Imaging changes: The World Health Organization published the tumor curative effect evaluation standard as a main study objective for observing tumor change [53]. Based on the degree of change of the largest transverse diameter, the therapeutic effect of the two treatments was divided into complete response (CR), arterial enhancement imaging of all target lesions disappeared; partial response (PR), the diameter sum reduction of target lesions was > 30%; stable disease (SD), tumor regression failed to achieve PR or tumor progression did not develop progressive disease (PD); and PD, the diameter sum progression of tumor was > 20%. To accurately observe the effect, we compared the sum area of all tumors before and after treatment. The recent curative effect must have been maintained at > 4 weeks; CR + PR denoted the effective rate (RR).

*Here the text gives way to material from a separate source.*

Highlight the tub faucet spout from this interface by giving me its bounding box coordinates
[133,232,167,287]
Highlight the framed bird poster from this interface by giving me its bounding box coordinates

Follow-up: The patients were required to undergo plain CT and enhanced CT at 1 week pre-treatment, and followed at 1 month and 2 months post-treatment. The endpoints of interest were progression-free survival (PFS) and overall survival (OS). PFS was defined as the interval between IRE and local relapse, distant metastasis, or death, whichever occurred first. OS was calculated as the interval between the date of IRE and the date of death from any cause. All patients after treatment are focused by our manual and intelligent follow-up system persistently.

Evaluation and statistical analysis

Complications were recorded and classified in accordance with the Common Terminology Criteria of Adverse Events v4.0 [54]. Radiographic local tumor control was assessed using image-guided tumor ablation criteria [55]. The basic characteristics of the two groups were compared using the chi-square test; immunity detection result data are presented as the mean ± standard deviation; the changes of imaging were compared using the Student's t-test; local and systemic adverse events were marked in the nursing records; the median PFS and OS was analyzed by Kaplan–Meier statistical method and using the log-rank test to compare. Significant differences were indicated by P < 0.05, P < 0.01 or P < 0.001. All analyses were conducted using GraphPad software (GraphPad, San Diego, CA, USA).